Search code examples
phputf-8character-encodingpreg-replacewindows-server-2008

Replacing empty space with preg_replace causes invalid characters with UTF-8


Our PHP web application (PHP 5.6.30 running on Windows Server 2008 R2) uses UTF-8 encoding but needs to import data from files that are encoded using Windows-1252. When the data is imported it is converted to UTF-8 as follows.

iconv('Windows-1252', 'UTF-8', $value);

When we import the following sample data, the conversion works correctly for most of the Windows-1252 characters, but in line 8 below, the à character gives problems and is not correctly converted.

1;€
2;é
3;è
4;ë
5;ï
6;ä
7;á
8;à
9;ç
10;ß
11;ø 
12;í
13;ì
14;ñ
15;@
16;û

Here is a screenshot showing the result of displaying this data on the website.

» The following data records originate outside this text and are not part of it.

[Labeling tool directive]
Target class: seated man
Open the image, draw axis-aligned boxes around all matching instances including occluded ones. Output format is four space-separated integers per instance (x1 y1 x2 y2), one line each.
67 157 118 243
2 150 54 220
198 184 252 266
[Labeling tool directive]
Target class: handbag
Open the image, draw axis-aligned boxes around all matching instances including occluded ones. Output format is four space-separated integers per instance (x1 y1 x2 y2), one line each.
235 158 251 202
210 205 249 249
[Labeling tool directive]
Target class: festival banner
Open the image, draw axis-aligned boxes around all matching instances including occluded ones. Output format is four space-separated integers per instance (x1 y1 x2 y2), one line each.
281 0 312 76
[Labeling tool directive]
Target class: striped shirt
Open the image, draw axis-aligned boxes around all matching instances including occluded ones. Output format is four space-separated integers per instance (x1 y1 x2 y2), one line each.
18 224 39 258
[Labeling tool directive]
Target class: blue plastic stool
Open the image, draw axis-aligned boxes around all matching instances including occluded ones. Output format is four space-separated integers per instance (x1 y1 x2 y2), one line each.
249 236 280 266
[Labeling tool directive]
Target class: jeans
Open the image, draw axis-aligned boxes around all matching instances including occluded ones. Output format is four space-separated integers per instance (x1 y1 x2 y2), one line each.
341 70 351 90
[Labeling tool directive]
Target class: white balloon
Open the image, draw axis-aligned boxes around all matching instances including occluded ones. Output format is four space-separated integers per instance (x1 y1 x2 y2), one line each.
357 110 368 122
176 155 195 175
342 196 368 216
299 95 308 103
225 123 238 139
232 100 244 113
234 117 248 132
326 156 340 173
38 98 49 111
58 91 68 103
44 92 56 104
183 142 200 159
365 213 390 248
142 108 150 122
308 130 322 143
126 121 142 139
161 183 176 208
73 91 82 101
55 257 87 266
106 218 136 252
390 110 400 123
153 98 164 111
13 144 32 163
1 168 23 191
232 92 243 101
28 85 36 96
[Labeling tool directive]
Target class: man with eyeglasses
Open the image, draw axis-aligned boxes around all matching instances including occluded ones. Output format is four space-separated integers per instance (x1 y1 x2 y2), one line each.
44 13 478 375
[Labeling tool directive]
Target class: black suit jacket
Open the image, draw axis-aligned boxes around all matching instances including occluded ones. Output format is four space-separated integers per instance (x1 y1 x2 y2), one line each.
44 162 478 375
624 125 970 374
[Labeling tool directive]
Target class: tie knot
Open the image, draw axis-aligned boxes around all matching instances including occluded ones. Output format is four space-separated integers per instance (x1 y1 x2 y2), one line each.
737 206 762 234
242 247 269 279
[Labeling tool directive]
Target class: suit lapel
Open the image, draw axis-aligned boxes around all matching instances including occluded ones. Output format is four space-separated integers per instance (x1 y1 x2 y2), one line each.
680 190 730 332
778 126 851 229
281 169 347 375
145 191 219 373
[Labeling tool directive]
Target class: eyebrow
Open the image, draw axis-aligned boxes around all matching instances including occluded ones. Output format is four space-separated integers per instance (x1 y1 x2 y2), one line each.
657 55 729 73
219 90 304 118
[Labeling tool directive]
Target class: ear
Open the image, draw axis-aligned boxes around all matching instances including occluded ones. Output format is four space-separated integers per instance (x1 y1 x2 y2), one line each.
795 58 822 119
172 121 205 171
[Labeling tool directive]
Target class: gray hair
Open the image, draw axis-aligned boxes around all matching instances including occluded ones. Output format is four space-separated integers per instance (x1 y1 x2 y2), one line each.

enter image description here

Does anyone know why the PHP iconv is not correctly converting the à character?


Solution

  • I resolved this issue and it ended up having nothing to do with iconv like I initially thought. The change that was required was such a small one, only one character, but it took me ages to hunt this down. It turns out that the offending statement was actually the following:

    preg_replace('/\s+/', ' ',$columnvalue))
    

    The purpose of this regular expression is to remove white space from the value, but because the encoding was UTF-8 this regular expression had a residual effect of corrupting the à character. I resolved this but adding u (unicode modifier) to the end of the regular expression definition. So the expression became:

    preg_replace('/\s+/u', ' ',$columnvalue))
    

    And then the encoding of the page was correct.